Drug Effects in Menopause
The effects of estrogens and progestogens must be clearly separated. Estrogen, both individually and in combination with progestogens, has been studied most extensively. Progestogens most often have been studied in conjunction with estrogen for use in the management of menopause-related symptoms and prevention of endometrial cancer in women using estrogen who have an intact uterus.
Vasomotor Effects
Estrogen effectively treats those with hot flashes, decreasing frequency and severity. Progestogens have been used for hot flash management as well. However, because of their side effect profile, progestogens are not commonly used for this purpose alone.
Vaginal Atrophy
Use of estrogen in oral, vaginal, and transdermal forms has been shown to decrease atrophic vaginitis.
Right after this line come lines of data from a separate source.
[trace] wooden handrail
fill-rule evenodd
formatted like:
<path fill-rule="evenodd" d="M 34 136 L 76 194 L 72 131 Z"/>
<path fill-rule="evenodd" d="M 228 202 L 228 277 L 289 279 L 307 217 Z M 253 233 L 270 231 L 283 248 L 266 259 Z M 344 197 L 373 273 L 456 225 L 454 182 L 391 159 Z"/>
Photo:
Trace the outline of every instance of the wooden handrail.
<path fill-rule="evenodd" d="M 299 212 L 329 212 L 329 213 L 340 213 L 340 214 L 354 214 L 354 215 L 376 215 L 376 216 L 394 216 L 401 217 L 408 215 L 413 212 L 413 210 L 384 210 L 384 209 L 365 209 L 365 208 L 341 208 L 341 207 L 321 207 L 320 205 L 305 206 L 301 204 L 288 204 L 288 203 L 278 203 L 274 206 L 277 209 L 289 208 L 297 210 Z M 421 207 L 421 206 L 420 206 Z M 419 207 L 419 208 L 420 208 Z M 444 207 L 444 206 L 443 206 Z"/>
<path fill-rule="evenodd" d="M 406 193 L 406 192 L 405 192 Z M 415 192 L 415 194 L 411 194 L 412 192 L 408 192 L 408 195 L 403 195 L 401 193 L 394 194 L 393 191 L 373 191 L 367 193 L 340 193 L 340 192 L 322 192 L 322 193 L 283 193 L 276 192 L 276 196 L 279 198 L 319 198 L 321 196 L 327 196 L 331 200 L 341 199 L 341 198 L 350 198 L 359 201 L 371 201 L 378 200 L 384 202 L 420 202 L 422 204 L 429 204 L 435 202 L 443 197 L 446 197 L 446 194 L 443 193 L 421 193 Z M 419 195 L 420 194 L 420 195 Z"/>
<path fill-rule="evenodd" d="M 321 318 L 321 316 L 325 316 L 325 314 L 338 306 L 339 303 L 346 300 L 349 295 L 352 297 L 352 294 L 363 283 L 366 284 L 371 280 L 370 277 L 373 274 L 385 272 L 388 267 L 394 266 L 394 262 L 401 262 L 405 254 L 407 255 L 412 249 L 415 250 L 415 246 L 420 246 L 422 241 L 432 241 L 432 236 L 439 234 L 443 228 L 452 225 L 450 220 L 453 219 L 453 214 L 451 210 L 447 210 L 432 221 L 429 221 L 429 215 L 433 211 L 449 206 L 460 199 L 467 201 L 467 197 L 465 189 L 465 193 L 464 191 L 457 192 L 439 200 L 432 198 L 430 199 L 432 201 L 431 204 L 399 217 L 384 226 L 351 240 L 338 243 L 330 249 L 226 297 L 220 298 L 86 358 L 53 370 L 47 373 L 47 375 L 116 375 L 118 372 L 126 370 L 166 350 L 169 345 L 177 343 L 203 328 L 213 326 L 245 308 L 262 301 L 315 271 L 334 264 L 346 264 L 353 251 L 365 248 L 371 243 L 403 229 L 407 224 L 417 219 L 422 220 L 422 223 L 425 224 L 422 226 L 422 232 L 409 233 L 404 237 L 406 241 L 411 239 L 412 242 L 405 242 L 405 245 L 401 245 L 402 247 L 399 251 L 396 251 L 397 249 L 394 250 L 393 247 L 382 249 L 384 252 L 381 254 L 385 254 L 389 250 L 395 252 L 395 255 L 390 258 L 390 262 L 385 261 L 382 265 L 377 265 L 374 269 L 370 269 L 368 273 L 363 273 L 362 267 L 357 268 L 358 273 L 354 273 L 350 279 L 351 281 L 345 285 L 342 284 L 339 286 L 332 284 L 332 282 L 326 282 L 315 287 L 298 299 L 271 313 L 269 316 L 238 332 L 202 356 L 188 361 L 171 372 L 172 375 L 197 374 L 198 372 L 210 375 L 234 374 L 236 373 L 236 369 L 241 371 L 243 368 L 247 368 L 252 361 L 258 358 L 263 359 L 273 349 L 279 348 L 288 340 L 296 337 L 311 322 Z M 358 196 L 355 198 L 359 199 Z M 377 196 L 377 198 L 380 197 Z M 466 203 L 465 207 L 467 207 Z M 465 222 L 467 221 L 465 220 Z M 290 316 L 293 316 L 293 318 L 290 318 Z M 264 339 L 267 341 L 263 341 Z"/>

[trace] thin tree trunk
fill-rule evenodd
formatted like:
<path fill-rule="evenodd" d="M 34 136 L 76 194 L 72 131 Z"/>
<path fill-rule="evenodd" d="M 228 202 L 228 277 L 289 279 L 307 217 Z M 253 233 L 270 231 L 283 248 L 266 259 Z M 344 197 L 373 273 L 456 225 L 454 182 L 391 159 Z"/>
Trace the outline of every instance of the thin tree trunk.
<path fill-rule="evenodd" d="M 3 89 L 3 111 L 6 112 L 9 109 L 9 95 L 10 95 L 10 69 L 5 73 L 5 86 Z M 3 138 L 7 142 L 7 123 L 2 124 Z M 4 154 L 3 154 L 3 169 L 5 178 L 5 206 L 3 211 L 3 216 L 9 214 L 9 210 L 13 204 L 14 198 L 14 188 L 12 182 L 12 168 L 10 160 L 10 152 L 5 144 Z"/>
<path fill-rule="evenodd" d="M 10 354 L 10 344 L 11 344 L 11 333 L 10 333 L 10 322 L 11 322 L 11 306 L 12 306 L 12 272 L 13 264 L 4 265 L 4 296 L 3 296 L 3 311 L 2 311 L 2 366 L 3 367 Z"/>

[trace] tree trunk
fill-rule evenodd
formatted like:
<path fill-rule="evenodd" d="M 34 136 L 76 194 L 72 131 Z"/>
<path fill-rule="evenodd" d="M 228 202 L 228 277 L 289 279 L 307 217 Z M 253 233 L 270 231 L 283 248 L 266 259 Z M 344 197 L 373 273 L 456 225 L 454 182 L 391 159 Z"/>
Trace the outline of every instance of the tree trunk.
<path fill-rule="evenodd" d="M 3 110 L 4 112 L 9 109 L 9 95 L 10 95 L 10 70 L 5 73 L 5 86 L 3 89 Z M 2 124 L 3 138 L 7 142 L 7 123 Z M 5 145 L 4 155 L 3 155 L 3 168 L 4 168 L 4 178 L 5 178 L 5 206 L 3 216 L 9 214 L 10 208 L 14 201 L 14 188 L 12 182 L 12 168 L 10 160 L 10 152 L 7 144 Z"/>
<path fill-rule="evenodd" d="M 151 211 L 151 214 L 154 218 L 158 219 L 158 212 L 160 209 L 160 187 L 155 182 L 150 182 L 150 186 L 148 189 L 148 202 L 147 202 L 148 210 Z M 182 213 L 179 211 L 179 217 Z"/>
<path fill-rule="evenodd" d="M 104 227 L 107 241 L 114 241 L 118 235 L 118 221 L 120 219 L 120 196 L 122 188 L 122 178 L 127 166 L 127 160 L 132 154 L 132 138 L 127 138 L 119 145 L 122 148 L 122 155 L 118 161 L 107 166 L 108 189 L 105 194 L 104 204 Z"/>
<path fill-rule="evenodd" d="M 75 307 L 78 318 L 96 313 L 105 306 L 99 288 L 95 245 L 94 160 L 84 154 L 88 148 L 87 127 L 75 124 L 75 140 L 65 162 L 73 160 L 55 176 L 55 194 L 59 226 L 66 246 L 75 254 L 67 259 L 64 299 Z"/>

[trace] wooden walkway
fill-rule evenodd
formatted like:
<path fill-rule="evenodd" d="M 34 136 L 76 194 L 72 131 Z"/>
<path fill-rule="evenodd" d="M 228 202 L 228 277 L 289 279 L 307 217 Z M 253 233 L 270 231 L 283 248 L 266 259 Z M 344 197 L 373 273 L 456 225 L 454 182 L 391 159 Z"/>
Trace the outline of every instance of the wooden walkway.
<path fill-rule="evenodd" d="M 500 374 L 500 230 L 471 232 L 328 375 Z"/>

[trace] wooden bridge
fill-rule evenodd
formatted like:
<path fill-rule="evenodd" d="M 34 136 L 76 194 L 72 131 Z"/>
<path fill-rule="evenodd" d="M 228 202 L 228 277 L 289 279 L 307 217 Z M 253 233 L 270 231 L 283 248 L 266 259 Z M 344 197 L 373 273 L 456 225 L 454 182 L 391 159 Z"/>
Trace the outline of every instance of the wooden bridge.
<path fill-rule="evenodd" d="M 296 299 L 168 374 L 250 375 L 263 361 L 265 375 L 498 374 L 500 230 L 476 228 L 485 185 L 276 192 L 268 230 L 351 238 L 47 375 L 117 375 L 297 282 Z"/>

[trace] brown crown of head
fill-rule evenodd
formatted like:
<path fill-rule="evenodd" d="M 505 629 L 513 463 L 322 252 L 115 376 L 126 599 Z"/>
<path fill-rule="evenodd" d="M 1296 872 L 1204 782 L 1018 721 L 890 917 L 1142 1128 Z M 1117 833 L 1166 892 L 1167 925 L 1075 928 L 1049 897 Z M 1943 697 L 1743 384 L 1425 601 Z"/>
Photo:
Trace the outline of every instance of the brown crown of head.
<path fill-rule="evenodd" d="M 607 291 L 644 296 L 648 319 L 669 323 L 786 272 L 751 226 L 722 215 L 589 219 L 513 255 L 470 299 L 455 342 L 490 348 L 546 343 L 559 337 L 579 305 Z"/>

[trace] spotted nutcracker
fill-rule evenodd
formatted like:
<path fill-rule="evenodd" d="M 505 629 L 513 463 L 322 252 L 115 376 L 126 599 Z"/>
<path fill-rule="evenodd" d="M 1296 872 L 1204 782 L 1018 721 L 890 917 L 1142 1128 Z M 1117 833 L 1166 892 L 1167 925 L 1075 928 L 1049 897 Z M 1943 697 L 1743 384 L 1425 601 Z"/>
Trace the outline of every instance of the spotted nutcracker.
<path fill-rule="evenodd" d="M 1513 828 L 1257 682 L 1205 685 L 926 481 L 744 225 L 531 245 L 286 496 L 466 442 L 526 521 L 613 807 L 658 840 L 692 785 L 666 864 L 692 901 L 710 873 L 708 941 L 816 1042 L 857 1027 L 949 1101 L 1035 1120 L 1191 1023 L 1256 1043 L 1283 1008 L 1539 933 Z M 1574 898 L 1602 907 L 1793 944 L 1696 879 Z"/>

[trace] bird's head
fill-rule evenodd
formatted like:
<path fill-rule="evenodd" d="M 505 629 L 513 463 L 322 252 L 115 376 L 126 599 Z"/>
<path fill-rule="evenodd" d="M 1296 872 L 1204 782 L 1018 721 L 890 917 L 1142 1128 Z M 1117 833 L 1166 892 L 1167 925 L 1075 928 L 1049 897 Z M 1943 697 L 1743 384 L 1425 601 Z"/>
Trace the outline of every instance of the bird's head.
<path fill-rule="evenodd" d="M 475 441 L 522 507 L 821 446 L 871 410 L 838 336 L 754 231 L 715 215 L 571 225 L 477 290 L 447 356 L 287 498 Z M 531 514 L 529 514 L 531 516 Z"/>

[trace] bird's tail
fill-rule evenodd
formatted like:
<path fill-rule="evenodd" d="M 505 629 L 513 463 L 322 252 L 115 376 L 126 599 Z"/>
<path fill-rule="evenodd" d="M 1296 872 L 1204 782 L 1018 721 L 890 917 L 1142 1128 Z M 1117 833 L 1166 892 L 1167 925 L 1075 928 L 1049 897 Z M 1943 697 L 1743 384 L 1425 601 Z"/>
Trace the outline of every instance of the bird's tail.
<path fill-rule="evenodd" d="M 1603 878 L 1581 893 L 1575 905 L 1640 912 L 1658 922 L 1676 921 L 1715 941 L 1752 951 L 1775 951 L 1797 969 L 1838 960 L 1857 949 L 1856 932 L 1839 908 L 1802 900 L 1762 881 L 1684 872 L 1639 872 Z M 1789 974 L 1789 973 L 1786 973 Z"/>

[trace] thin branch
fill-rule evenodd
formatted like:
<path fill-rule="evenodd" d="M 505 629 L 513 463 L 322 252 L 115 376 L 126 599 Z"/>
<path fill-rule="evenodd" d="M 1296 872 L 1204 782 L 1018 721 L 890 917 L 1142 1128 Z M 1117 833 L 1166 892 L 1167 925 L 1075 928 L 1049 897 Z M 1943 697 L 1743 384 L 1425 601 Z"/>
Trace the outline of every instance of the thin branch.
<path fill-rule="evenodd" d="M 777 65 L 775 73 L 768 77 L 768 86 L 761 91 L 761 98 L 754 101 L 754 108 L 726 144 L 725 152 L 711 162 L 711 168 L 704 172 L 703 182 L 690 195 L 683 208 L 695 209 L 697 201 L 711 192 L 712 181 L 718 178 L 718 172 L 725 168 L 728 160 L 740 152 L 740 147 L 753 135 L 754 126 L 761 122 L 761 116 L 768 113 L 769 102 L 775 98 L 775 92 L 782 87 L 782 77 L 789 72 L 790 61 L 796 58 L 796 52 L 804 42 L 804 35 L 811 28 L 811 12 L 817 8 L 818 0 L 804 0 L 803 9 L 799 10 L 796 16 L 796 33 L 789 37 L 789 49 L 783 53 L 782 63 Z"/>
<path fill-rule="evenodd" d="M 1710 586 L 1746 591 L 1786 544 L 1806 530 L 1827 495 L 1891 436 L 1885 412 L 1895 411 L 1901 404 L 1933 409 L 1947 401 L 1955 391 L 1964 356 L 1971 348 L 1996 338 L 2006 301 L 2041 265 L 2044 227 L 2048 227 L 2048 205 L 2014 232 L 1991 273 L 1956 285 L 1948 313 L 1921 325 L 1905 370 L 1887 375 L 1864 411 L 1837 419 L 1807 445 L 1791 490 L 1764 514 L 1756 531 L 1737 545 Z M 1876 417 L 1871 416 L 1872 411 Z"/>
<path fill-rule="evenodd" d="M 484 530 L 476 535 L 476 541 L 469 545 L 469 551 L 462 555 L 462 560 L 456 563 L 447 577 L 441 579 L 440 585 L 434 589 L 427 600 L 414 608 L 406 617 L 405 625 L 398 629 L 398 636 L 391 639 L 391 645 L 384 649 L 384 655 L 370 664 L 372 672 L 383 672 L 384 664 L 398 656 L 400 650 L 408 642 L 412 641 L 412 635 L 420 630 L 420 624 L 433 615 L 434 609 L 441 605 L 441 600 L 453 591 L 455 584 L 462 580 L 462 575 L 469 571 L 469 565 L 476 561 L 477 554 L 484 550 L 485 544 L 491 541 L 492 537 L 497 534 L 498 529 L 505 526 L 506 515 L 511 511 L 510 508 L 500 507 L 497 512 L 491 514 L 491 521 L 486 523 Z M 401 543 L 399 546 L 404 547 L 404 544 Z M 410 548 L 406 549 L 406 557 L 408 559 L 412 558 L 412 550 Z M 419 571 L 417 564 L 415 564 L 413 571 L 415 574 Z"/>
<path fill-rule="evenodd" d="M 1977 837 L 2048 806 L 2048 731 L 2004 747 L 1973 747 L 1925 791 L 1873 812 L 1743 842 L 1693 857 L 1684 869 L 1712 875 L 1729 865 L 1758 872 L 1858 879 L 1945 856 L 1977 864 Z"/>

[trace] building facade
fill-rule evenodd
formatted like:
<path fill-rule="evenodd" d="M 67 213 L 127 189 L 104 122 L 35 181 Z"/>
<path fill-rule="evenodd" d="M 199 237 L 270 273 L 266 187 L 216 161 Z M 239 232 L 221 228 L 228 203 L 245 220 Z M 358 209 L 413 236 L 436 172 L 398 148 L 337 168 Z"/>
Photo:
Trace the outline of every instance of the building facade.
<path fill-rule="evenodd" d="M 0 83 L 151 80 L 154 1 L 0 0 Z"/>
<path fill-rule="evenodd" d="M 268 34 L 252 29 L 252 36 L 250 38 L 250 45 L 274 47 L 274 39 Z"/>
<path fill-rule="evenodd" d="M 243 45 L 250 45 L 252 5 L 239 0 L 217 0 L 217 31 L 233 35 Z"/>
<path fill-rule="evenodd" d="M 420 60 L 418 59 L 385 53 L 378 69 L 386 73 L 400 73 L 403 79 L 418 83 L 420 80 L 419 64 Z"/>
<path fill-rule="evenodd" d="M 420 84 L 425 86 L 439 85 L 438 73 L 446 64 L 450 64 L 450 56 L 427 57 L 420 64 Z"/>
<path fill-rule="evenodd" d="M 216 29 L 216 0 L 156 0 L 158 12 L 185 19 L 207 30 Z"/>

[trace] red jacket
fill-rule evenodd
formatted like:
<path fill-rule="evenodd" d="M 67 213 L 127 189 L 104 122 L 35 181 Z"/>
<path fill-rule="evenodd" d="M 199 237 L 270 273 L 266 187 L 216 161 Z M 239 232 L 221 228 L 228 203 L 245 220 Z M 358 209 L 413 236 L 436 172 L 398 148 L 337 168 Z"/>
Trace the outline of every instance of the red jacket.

Local vaginal estrogen provides relief more rapidly than the systemic alternatives.
Cardiovascular
Findings from the WHI study reveal a higher incidence of CHD, stroke, and pulmonary emboli risk in women taking estrogen plus progestogen. CHD was not found to be increased in women taking estrogen only. Earlier studies and more recent reports evaluating effects on women close to the age of menopause describe cardiovascular benefits. Estrogen is known to increase the risk of thromboembolic disease. This risk may be dose related. Estrogen doses in HT are much lower than those in oral contraceptives (OCs). Emerging data based on recent research and reanalyses of the WHI studies have given rise to a timing hypothesis, which suggests that initiating HT at or very near to the time of menopause reduces CHD in postmenopausal women.
Breast Cancer
Data regarding estrogen and progestogen effects on breast cancer are controversial. Estrogen therapy (ET) may increase the risk of breast cancer. However, no change in mortality has been observed, and several studies have shown that women given a diagnosis of breast cancer while taking HT have a greater likelihood of survival. Evidence suggests that progestogen also may increase the risk of breast cancer. It is interesting to note that Megace (a progestogen) sometimes is used for breast cancer treatment. Some postulate that HT or ET speeds the development of breast cancer in patients who would have developed cancer at a later date. Estrogen also preserves or increases breast tissue density, making mammographic interpretation difficult in some instances. Emerging data from the Million Women study and reanalysis of the WHI studies have given rise to the gap hypothesis, which suggests that waiting about 5 years after menopause to initiate HT may reduce the risk for developing breast cancer.
Bone Density
HT slows or halts the progression of bone loss and osteoporosis. It decreases the risk of osteoporosis-related fracture by helping to maintain bone mineral density.
Brain
The effect of HT on brain function and Alzheimer’s disease is another area of controversy. Some studies demonstrate reduced Alzheimer’s incidence, and others show an increased incidence of probable dementia. Two such studies were the Harvard-based Nurses’ Health Study (NHS) and the Kaiser-Permanente–based Cache County Memory Study. The NHS included over 120,000 women, and it showed declines in several cognitive domains that were associated with long-term hormone use. The Cache County Memory Study, which included approximately 1300 women, used pharmacy records to track participants’ prescription histories. That study reported a slight increase in total dementia among long-term users of both estrogen alone and of estrogen/progestin. Further research is needed in these areas to provide evidence of the effects of HT on brain function.
Endometrial Cancer
Unopposed estrogen in postmenopausal women with an intact uterus increases the risks of endometrial hyperplasia and cancer. Progestogens change the endometrium from a constant proliferative state to a secretory state, preventing endometrial hyperplasia associated with unopposed estrogen and reducing the risk of endometrial cancer.
Gastrointestinal
HT predisposes users to cholecystitis. Data from the WHI study indicate that HT decreases the risk of developing colorectal cancer.